The CpptrajPairDist file format
The CpptrajPairDist file is binary; the exact format depends on what version of cpptraj generated the file (since earlier versions had no concept of ’sieve’). The CpptrajPairDist file starts with a 4 byte header containing the characters ’C’ ’T’ ’M’ followed by the version number. A quick way to figure out the version is to use the linux ’od’ command to output the first 4 bytes as hexadecimal, e.g.:

$ od -t x1 -N 4 CpptrajPairDist 0000000 43 54 4d 02

So the CpptrajPairDist file version in the above example is 2. The next few numbers describe the matrix size and depend on the version.

Version 0: Two 4-byte integers: # of rows and # of elements.
Version 1: Two 8-byte unsigned integers (equivalent to size_t on most systems): # of rows and # of elements.
Version 2: Three 8 byte unsigned integers: original # of rows, actual # of rows, and sieve value.

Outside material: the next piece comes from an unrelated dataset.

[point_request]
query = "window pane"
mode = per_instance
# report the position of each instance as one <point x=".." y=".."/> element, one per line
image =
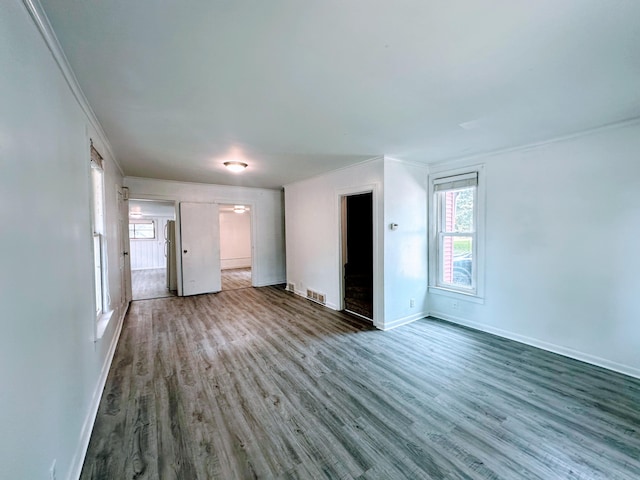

This is followed by the actual matrix data, stored as a single array of floats (4 bytes). For versions 1 and 2 the number of elements is explicitly stored. For version 2, to calculate the number of matrix elements you need to read:

Elements = (actual_rows * (actual_rows - 1)) / 2

The cluster pair-distance matrix is an upper-right triangle matrix without the diagonal (in row-major order), so the first element is the distance between elements 0 and 1, the second is between elements 0 and 2, etc. In version 2 files, if the sieve value is greater than 1 that means original_rows > actual_rows and there is an
additional array of characters original_nrows long, with ’T’ if the row is being ignored (i.e. it was sieved out) and ’F’ if the row is active (i.e. is active in the actual pairwise-distance matrix).

The code that CPPTRAJ uses to read in CpptrajPairDist files is in ClusterMatrix::LoadFile() (ClusterMatrix.cpp).